Albany, Times Union, "Major Inaccuracy Found in Influential Statistic," Albany Times Union,
17 May 1996, p. A4

(AP) It was a jaw-dropping statistic widely influential in the movement to change America's
divorce and child-support laws.

Eleven years ago, sociologist Lenore J. Weitzman published "The Divorce Revolution," her
groundbreaking study of California's no-fault divorce system. In it, she reported women's
households suffered a 73 percent drop in their standard of living in the first year after divorce,
while men's households enjoyed a 42 percent rise.

The figures have been quoted hundreds of time in politician's speeches and court rulings.

There's only one problem.

Her figures are wrong.

Richard E. Peterson, a New York sociologist who reanalyzed Weitzman's data from computer
and paper records archived at Radcliffe College's Murray Research Center, found a 27 percent
decline in women's post-divorce standard of living and a 10 percent increase in men's - still a
serious gap, but not the catastrophic one that Weitzman saw.

Weitzman, a professor at George Mason University in Fairfax, Va., acknowledges her figures
were wrong.
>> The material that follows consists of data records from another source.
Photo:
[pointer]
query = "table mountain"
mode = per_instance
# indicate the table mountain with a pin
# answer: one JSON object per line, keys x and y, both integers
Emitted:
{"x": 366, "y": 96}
She blames the loss of her original computer data file, a weighting error or mistake
by a Stanford University research assistant.
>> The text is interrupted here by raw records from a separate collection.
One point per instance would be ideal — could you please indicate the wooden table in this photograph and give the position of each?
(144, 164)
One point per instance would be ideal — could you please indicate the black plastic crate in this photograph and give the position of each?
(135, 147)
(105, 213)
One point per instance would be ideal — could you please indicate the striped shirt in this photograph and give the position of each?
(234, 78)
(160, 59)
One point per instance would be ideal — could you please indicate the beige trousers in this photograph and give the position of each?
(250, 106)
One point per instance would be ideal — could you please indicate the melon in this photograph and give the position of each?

But "I'm responsible - I reported it," she says.

Peterson checked Weitzman's conclusions because they were so much at odds with what other
researchers had found and because they conflicted with some of her own data. For several years
after her book's publication, she did not make her data available; she said there were errors in the
master computer data file she wanted to correct first.

American Sociological Review will publish Peterson's research and Weitzman's response in
June.

Publicity around Weitzman's findings was similar to what occurred after a 1986 study that said if
a college-education white woman has not married by age 40, she has a 1-in-100 change of getting
hitched. That figure was discredited, but not before a Newsweek story declared a 40-year-old
woman had a better chance of being killed by a terrorist than getting married.